And the NSA has been pivotal in preventing further attacks, he said.
“Getting rid of the NSA is the last possible thing we should do,” Cheney said. “We need to protect this nation."
He particularly defended Gen. Keith Alexander, the embattled director of the NSA, praising his expertise and leadership.
"I’d let Alexander cover my back anytime," Cheney said.
Liz Cheney took on the Obama administration's stance on national security — and both she and her father said the president was out of touch with situations on foreign soil.
“The world is worse when America is weak or walks away,” Liz Cheney said. “That’s a lesson learned today when you turn on the television."
Her father insisted that the country needs new leadership.

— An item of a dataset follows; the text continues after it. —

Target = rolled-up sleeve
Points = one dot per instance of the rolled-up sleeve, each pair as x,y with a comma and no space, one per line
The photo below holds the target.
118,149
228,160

“The first thing you do is you get yourself a new commander in chief,” Cheney said when asked by his daughter to share his thoughts on the spy agency's controversial surveillance program,
The Daily Caller reported.
“No question this is a difficult subject matter. There are a lot of Americans out there, some of them good friends of mine, who are concerned about the NSA. Part of the difficulty is — and I plead with people don’t conflate the NSA with the IRS. Totally different problems, totally different issues.”
“It would be a terrible mistake if because the IRS has been abused by Barack Obama and his people, we would therefore turn and say, ‘well, we are going to get rid of the NSA program because it might be abused by the president,'” he added.
Liz Cheney pressed her father, arguing Obama “seems not to care about defending the nation, the Constitution, the rule of law, American privacy and it gives rise to concerns.”
"The president is not up to the job and doesn’t have the same core values we do," Cheney said. "We shouldn’t limit our defense, or defense tools," he said, adding: "We just need to beat him in the next election."
The Cheneys spoke for more than an hour, also touching on the former vice president's recent heart transplant, according to Steamboat Today.